他那时还很不厚道地质疑过永夜竟然是普隆德拉人来着……不过说他是梦罗克长大的也很让人无法接受。

眼前这个人更像是……直接被从魔界派来地上的索命使者还说不定。

想到这里,墨弦笑出声来,很快牵动了嘴角的伤,于是眉头立刻拧在一起。

身体很虚弱,动动手指都要耗尽力气,他转动着唯一还算灵活的眼睛有一搭没一搭地瞟坐在自己身边的永夜,突然觉得这样的情景……

很温馨。

就像是期盼了很久、追求了很久的,平淡生活。

他的身体原本就不好,加上诡异的体质更是说不出的让人头疼,于是生病的时候、就会想有一个人陪在身边照顾他。

即使这个人不常笑,说出来的话一针见血又不留情面,并且以捉弄他为乐。

即使这个人的双手染满血腥,大多时候看人的眼神都充斥着冰冷的情绪。

即使这个人……被万事万物所惧怕着。

但这个人是永夜。

墨弦想,他其实并不强求一种无微不至的照顾,他只是需要静静地陪伴。时光流逝也好、很多人来了又走,他只需要坚定不移的陪伴。

全世界除了永夜没有人能给他这些。

这样的安全感,像是一个家。

他的归属。

昏沉的头脑里像是突然刺进了什么东西,却又很快平静下来。他弯起眼睛对直直看着他的永夜笑,他看到十字刺客紫色的眼睛中自己清晰的影子,笑得花枝乱颤到自己都无法消化。

那样一个遗失了很久的幸福表情。

“永夜,我饿了。”

喂食

墨弦说“我饿了”。

其实更大程度上也只是病人想要撒撒娇的孩子气而已。

于是真的看到眼前冒着热气的白粥的时候,墨弦丝毫不给面子地呆住了。

呆得很彻底。

不是没吃过永夜做的东西,但大部分情况下都是因为露宿在外,刺客的野外生存技巧从来都让人望尘莫及,而永夜的手艺自然是没有话讲。

只是、

只是,

粥这种东西……是不是也太居家了一些?原来永夜连这个都会做啊……没、没不小心把整瓶毒药都打翻进去吧?
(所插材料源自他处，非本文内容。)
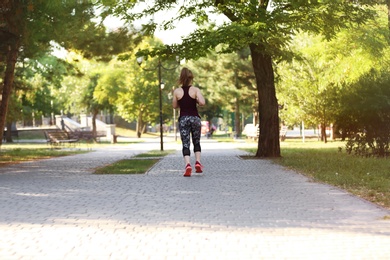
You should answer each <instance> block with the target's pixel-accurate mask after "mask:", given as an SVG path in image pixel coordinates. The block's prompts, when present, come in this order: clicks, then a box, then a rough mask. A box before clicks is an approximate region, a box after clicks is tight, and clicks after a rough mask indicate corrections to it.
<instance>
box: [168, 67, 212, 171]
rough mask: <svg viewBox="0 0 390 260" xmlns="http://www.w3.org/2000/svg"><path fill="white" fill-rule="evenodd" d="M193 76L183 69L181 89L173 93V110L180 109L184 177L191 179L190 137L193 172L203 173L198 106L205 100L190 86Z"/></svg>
mask: <svg viewBox="0 0 390 260" xmlns="http://www.w3.org/2000/svg"><path fill="white" fill-rule="evenodd" d="M193 80H194V75H193V74H192V72H191V71H190V70H189V69H188V68H183V69H182V70H181V73H180V78H179V81H178V83H179V85H181V87H179V88H177V89H175V90H174V91H173V100H172V106H173V108H180V116H179V131H180V137H181V141H182V145H183V150H182V152H183V157H184V162H185V164H186V166H185V172H184V177H191V173H192V167H191V161H190V155H191V152H190V143H191V136H192V144H193V145H194V153H195V160H196V162H195V171H196V172H198V173H200V172H203V165H202V164H201V163H200V154H201V147H200V135H201V128H202V123H201V119H200V116H199V114H198V108H197V105H199V106H204V105H205V99H204V97H203V96H202V93H201V92H200V89H199V88H197V87H194V86H192V82H193Z"/></svg>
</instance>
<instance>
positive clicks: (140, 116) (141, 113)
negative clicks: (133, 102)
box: [136, 111, 145, 138]
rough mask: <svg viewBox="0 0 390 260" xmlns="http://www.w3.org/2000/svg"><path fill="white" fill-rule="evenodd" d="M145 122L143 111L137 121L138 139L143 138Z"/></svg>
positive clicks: (136, 130) (141, 112)
mask: <svg viewBox="0 0 390 260" xmlns="http://www.w3.org/2000/svg"><path fill="white" fill-rule="evenodd" d="M144 130H145V128H144V122H143V120H142V111H140V112H139V113H138V120H137V126H136V132H137V137H138V138H141V135H142V133H143V132H144Z"/></svg>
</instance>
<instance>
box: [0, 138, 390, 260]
mask: <svg viewBox="0 0 390 260" xmlns="http://www.w3.org/2000/svg"><path fill="white" fill-rule="evenodd" d="M166 147H167V148H166V149H176V152H175V153H174V154H171V155H169V156H167V157H165V158H164V159H162V160H161V161H160V162H159V163H158V164H156V165H155V166H154V167H153V168H152V169H151V170H150V171H149V172H148V173H147V174H145V175H93V174H92V172H93V168H95V167H97V166H100V165H104V164H108V163H111V162H113V161H116V160H119V159H123V158H130V157H131V156H133V155H134V154H136V153H139V152H142V151H143V150H150V149H156V148H157V149H159V146H158V144H156V143H154V144H153V143H150V144H141V145H138V144H137V145H136V144H131V145H127V146H120V145H118V146H113V147H112V148H109V149H108V148H106V149H104V150H103V149H99V150H97V151H94V152H91V153H88V154H82V155H75V156H67V157H62V158H56V159H50V160H41V161H36V162H30V163H23V164H18V165H13V166H9V167H6V168H0V207H1V209H0V259H2V260H3V259H389V258H390V221H389V220H384V216H386V215H390V212H389V211H388V210H384V209H381V208H379V207H377V206H375V205H373V204H371V203H369V202H366V201H364V200H361V199H359V198H356V197H354V196H351V195H350V194H348V193H346V192H344V191H341V190H339V189H337V188H334V187H331V186H328V185H323V184H318V183H313V182H311V181H310V180H309V179H307V178H306V177H304V176H302V175H299V174H297V173H295V172H292V171H288V170H285V169H283V168H282V167H280V166H278V165H275V164H273V163H272V162H270V161H268V160H242V159H240V158H239V157H238V155H240V154H245V152H243V151H241V150H238V149H236V146H235V144H218V143H211V142H204V143H203V144H202V148H203V152H202V156H203V157H202V162H203V164H204V165H205V170H204V173H202V174H193V176H192V177H191V178H184V177H182V174H183V167H184V162H183V159H182V157H181V152H180V147H179V146H178V145H177V144H173V143H172V144H167V145H166Z"/></svg>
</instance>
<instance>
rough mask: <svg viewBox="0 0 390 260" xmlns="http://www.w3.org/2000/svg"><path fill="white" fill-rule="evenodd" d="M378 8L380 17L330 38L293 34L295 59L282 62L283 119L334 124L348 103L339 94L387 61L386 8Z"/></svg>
mask: <svg viewBox="0 0 390 260" xmlns="http://www.w3.org/2000/svg"><path fill="white" fill-rule="evenodd" d="M377 12H378V16H377V17H376V19H373V20H368V21H367V22H366V24H365V25H359V26H354V27H353V28H349V29H342V30H341V31H340V32H339V33H338V34H337V35H336V37H335V38H334V39H332V40H331V41H324V40H323V39H322V38H321V37H320V36H314V35H311V34H305V33H303V34H299V35H297V37H295V38H294V41H293V42H292V44H291V48H292V49H293V50H294V52H295V53H296V54H297V55H296V58H295V59H293V60H292V62H290V63H287V62H283V63H279V64H278V67H277V68H278V85H277V86H278V99H279V103H280V104H283V109H282V110H281V111H280V116H281V118H282V120H283V121H285V122H286V123H287V124H289V125H294V124H299V123H300V122H301V121H305V122H306V124H307V125H310V124H312V125H318V124H319V123H323V122H325V123H327V124H330V123H334V121H335V118H336V115H338V114H339V110H340V107H341V106H344V105H343V104H342V102H341V101H340V99H339V97H340V96H341V95H349V93H350V91H352V90H353V85H354V84H355V83H356V82H357V81H358V80H359V79H360V77H362V76H363V75H365V74H367V73H368V72H369V71H370V70H371V69H373V68H378V67H381V66H387V65H386V59H387V58H385V57H386V53H387V52H388V50H387V46H388V43H387V37H388V34H389V32H388V30H387V21H386V10H385V8H384V7H383V6H380V7H378V9H377ZM378 57H382V59H381V58H379V59H378Z"/></svg>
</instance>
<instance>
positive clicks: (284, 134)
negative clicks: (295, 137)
mask: <svg viewBox="0 0 390 260" xmlns="http://www.w3.org/2000/svg"><path fill="white" fill-rule="evenodd" d="M287 130H288V127H287V126H286V125H284V126H282V127H281V128H280V133H279V136H280V141H284V140H286V134H287Z"/></svg>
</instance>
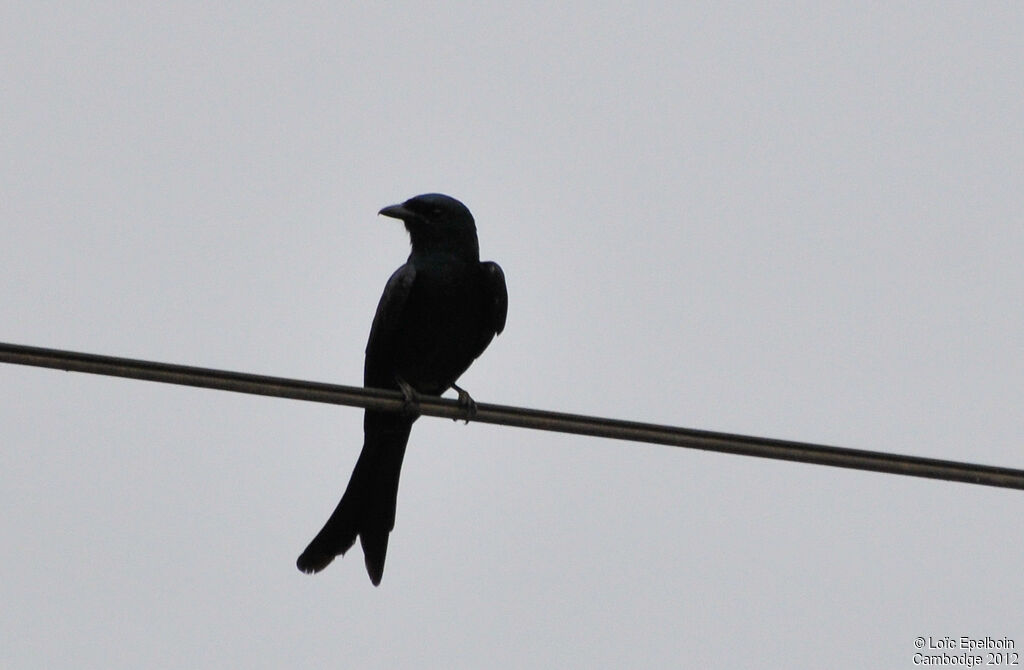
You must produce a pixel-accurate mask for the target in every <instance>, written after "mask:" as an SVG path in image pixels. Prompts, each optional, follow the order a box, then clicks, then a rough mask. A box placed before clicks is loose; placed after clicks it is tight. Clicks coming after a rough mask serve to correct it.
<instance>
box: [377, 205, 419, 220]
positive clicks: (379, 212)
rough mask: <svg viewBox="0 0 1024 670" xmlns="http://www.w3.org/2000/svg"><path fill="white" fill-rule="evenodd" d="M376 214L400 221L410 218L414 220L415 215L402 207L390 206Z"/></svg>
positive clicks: (414, 213) (381, 210) (410, 211)
mask: <svg viewBox="0 0 1024 670" xmlns="http://www.w3.org/2000/svg"><path fill="white" fill-rule="evenodd" d="M377 214H378V215H380V214H383V215H384V216H390V217H391V218H398V219H401V220H402V221H408V220H409V219H411V218H416V214H415V213H413V212H411V211H410V210H408V209H406V206H404V205H391V206H389V207H385V208H384V209H382V210H381V211H379V212H377Z"/></svg>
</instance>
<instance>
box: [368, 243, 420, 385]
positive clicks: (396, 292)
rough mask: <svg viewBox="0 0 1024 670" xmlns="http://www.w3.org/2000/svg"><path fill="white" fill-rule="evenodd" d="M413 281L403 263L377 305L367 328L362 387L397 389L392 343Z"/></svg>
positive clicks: (410, 265) (391, 277)
mask: <svg viewBox="0 0 1024 670" xmlns="http://www.w3.org/2000/svg"><path fill="white" fill-rule="evenodd" d="M415 281H416V268H415V267H413V265H412V264H411V263H406V264H404V265H402V266H401V267H399V268H398V269H396V270H394V274H393V275H391V279H389V280H388V281H387V286H385V287H384V293H383V294H382V295H381V301H380V302H379V303H378V304H377V313H376V315H374V324H373V326H371V327H370V340H369V341H368V342H367V359H366V365H365V367H364V371H362V383H364V384H365V385H367V386H372V387H375V388H397V386H396V382H395V380H394V370H393V367H392V366H393V365H394V342H395V334H396V332H397V330H398V324H399V323H400V322H401V315H402V311H403V310H404V308H406V300H407V299H408V298H409V293H410V291H411V290H412V288H413V282H415Z"/></svg>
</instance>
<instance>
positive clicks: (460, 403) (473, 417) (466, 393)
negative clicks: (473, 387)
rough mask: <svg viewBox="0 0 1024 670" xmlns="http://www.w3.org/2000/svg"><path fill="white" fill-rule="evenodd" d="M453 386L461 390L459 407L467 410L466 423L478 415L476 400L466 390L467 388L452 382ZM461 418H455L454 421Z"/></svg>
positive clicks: (460, 393)
mask: <svg viewBox="0 0 1024 670" xmlns="http://www.w3.org/2000/svg"><path fill="white" fill-rule="evenodd" d="M452 388H454V389H456V390H457V391H458V392H459V407H461V408H462V409H464V410H466V417H465V418H464V419H463V421H465V422H466V423H469V420H470V419H472V418H474V417H476V401H474V400H473V397H472V396H471V395H470V394H469V393H468V392H467V391H466V389H465V388H463V387H461V386H459V385H458V384H452ZM458 420H459V419H453V421H458Z"/></svg>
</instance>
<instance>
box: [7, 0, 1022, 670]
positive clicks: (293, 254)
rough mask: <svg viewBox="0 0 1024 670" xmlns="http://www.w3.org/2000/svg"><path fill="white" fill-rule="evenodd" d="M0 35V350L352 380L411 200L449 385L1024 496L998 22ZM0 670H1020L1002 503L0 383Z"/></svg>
mask: <svg viewBox="0 0 1024 670" xmlns="http://www.w3.org/2000/svg"><path fill="white" fill-rule="evenodd" d="M677 4H678V3H665V4H664V5H662V6H658V5H640V6H629V5H626V4H610V3H562V4H560V5H559V6H557V7H551V6H549V4H548V3H531V4H529V5H526V4H517V5H514V6H510V7H490V8H488V7H481V6H478V4H477V3H446V4H439V3H435V4H416V5H409V4H398V5H393V4H383V5H380V6H377V7H365V8H360V9H346V8H341V7H337V8H333V7H328V6H326V5H315V6H311V5H310V6H306V7H304V8H296V7H294V6H290V5H289V4H282V5H280V6H264V7H238V6H234V7H227V8H223V9H220V8H213V7H209V6H207V5H208V3H190V4H186V5H184V6H182V5H179V4H175V5H173V6H171V5H167V6H163V5H159V4H153V5H148V4H147V5H141V6H132V7H128V8H126V7H123V6H116V5H110V4H105V5H97V6H91V7H86V6H84V5H79V6H75V7H69V6H66V5H61V4H57V5H54V6H50V7H43V6H41V5H37V4H30V3H22V5H20V6H6V7H4V8H3V9H2V10H0V55H2V60H3V62H4V68H3V76H2V79H0V82H2V85H0V148H2V155H3V157H4V160H3V162H2V163H0V225H2V229H3V246H2V250H0V259H2V260H0V287H3V290H2V291H0V318H2V321H0V323H2V328H0V331H2V332H0V340H3V341H10V342H17V343H25V344H35V345H40V346H52V347H57V348H69V349H76V350H84V351H93V352H98V353H109V354H115V355H125V357H134V358H142V359H150V360H158V361H168V362H174V363H182V364H190V365H200V366H208V367H215V368H225V369H233V370H242V371H248V372H255V373H265V374H272V375H281V376H289V377H298V378H307V379H315V380H321V381H333V382H338V383H357V382H358V381H359V379H360V375H361V365H362V347H364V346H365V343H366V337H367V333H368V332H369V328H370V322H371V319H372V316H373V310H374V307H375V305H376V301H377V299H378V297H379V295H380V292H381V290H382V288H383V286H384V283H385V281H386V280H387V278H388V276H389V274H390V273H391V271H392V270H393V269H394V268H395V267H396V266H397V265H398V264H400V263H401V262H402V261H403V259H404V257H406V255H407V254H408V240H407V237H406V233H404V232H403V231H402V229H401V226H400V224H399V223H396V222H395V221H392V220H390V219H384V218H378V217H376V216H375V213H376V212H377V210H378V209H380V208H381V207H382V206H384V205H388V204H391V203H394V202H399V201H401V200H404V199H406V198H408V197H410V196H413V195H416V194H418V193H423V192H428V191H440V192H444V193H450V194H451V195H453V196H455V197H457V198H459V199H461V200H463V201H464V202H465V203H466V204H467V205H468V206H469V208H470V209H471V210H472V211H473V213H474V215H475V216H476V219H477V226H478V229H479V235H480V246H481V252H482V255H483V257H484V258H488V259H495V260H498V261H500V262H501V264H502V265H503V267H504V268H505V273H506V276H507V280H508V286H509V294H510V307H509V319H508V327H507V329H506V332H505V334H503V335H502V336H501V337H500V338H498V340H496V342H495V343H494V344H492V346H490V348H489V349H488V350H487V351H486V353H485V354H484V355H483V357H482V358H481V359H480V361H478V362H477V364H476V365H475V366H474V367H473V368H472V369H471V370H470V371H469V372H468V373H467V374H466V375H465V376H464V377H463V379H462V382H463V385H465V386H466V387H467V388H469V389H470V390H471V391H472V392H473V394H474V397H476V399H477V400H478V401H481V402H495V403H502V404H509V405H524V406H527V407H537V408H545V409H552V410H563V411H572V412H582V413H587V414H596V415H605V416H612V417H617V418H627V419H636V420H646V421H656V422H662V423H671V424H676V425H686V426H691V427H699V428H707V429H715V430H726V431H730V432H739V433H750V434H763V435H768V436H775V437H784V438H793V439H803V441H809V442H820V443H825V444H835V445H841V446H847V447H855V448H861V449H872V450H881V451H894V452H900V453H910V454H918V455H923V456H931V457H937V458H949V459H956V460H968V461H976V462H983V463H990V464H998V465H1005V466H1012V467H1024V455H1022V453H1021V436H1022V435H1024V412H1022V411H1021V409H1020V407H1021V401H1022V399H1024V317H1022V309H1021V296H1022V295H1024V270H1022V269H1021V258H1022V257H1024V172H1022V167H1021V166H1022V165H1024V123H1022V120H1024V96H1022V94H1021V91H1024V68H1022V66H1021V62H1022V55H1024V37H1022V35H1024V32H1022V28H1024V5H1022V4H1020V3H1015V2H981V3H944V2H937V3H907V4H902V3H901V4H893V3H876V4H864V3H848V4H827V3H826V4H821V3H806V4H786V5H781V4H773V3H768V4H765V3H741V4H737V5H734V6H723V5H722V4H721V3H708V4H705V5H688V4H684V5H682V6H676V5H677ZM0 394H2V402H0V435H2V436H3V443H4V448H3V449H2V450H0V505H2V507H3V510H4V512H3V514H2V515H0V537H2V538H3V541H2V542H0V569H2V570H3V573H4V578H3V579H2V580H0V601H2V602H3V603H4V605H3V606H2V608H0V636H2V637H3V639H4V642H3V643H2V644H0V666H2V667H4V668H40V667H76V668H103V669H104V670H109V669H111V668H139V667H150V668H180V667H199V668H207V667H209V668H214V667H253V668H263V667H265V668H280V667H296V668H299V667H324V666H325V665H328V666H337V665H341V664H344V665H345V666H346V667H357V668H393V667H410V666H413V667H445V668H460V667H466V668H479V667H501V668H525V667H607V668H621V667H650V668H656V667H689V666H693V667H720V668H729V667H778V668H782V667H785V668H820V667H841V668H845V667H848V668H864V667H893V668H896V667H913V663H912V656H913V654H914V652H915V651H916V650H915V647H914V645H913V640H914V638H915V637H916V636H936V637H938V636H941V635H951V636H956V637H958V636H961V635H975V636H984V635H990V636H993V637H995V636H1004V635H1006V636H1009V637H1011V638H1013V639H1015V640H1016V642H1017V646H1018V650H1020V648H1021V647H1022V646H1024V618H1022V617H1021V615H1020V603H1021V601H1022V596H1024V571H1022V570H1021V566H1022V564H1024V543H1022V542H1021V541H1020V536H1021V518H1022V517H1024V496H1022V495H1021V494H1020V492H1011V491H1001V490H991V489H982V488H978V487H971V486H966V485H955V484H947V483H937V481H925V480H911V479H907V478H903V477H897V476H892V475H883V474H870V473H859V472H848V471H842V470H837V469H831V468H824V467H815V466H807V465H798V464H790V463H776V462H766V461H761V460H755V459H748V458H740V457H730V456H723V455H716V454H703V453H695V452H689V451H683V450H674V449H670V448H666V447H653V446H642V445H632V444H628V443H615V442H608V441H599V439H592V438H585V437H572V436H564V435H554V434H548V433H542V432H534V431H526V430H516V429H511V428H500V427H494V426H485V425H475V424H470V425H468V426H464V425H462V424H455V423H452V422H449V421H441V420H434V419H424V420H422V421H420V422H419V423H418V424H417V425H416V427H415V429H414V432H413V437H412V439H411V443H410V451H409V455H408V457H407V462H406V466H404V469H403V475H402V481H401V489H400V491H399V497H398V517H397V525H396V528H395V532H394V533H393V535H392V537H391V543H390V547H389V552H388V563H387V569H386V572H385V575H384V581H383V584H382V585H381V587H380V588H378V589H374V588H373V587H372V586H371V585H370V583H369V580H368V579H367V576H366V573H365V571H364V568H362V564H361V562H362V558H361V554H360V553H359V550H358V549H357V548H356V549H353V552H352V553H350V554H349V555H348V556H347V557H345V558H344V559H341V560H339V561H338V562H336V563H335V564H332V566H331V568H330V569H329V570H328V571H327V572H325V573H324V574H322V575H317V576H315V577H307V576H305V575H301V574H300V573H298V572H297V571H296V570H295V568H294V560H295V557H296V556H297V555H298V552H299V551H300V550H301V549H302V548H303V547H304V546H305V543H306V542H307V541H308V540H309V538H310V537H312V534H314V533H315V531H316V530H317V529H318V528H319V525H321V524H322V522H323V520H324V518H326V515H327V514H328V513H329V512H330V511H331V509H332V508H333V506H334V505H335V503H336V502H337V499H338V497H339V496H340V494H341V492H342V490H343V488H344V485H345V483H346V481H347V478H348V474H349V472H350V470H351V467H352V465H353V464H354V462H355V458H356V456H357V454H358V450H359V447H360V444H361V433H360V424H361V415H360V413H359V412H358V411H355V410H351V409H345V408H334V407H319V406H312V405H307V404H302V403H297V402H290V401H281V400H271V399H258V397H249V396H240V395H233V394H229V393H223V392H216V391H208V390H200V389H188V388H176V387H169V386H164V385H159V384H152V383H146V382H136V381H127V380H119V379H111V378H101V377H92V376H86V375H77V374H65V373H59V372H53V371H44V370H36V369H28V368H19V367H13V366H4V367H0Z"/></svg>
看着靠在床上的人从半刻之前表情就维持在“=O=”的状态,永夜都忍不住为他感到累。

于是二话不说把勺中凉了半天的粥一口塞到那张嘴里,顺便回答那只琥珀色的眼睛里露骨地透露出来的问题,“原本是不会的。”

墨弦机械地嚼着口中的食物,有淡淡的清香甘甜,咽下去的时候有暖流滑落食道,刺痛了半天的喉咙像是得到滋润般被安抚了。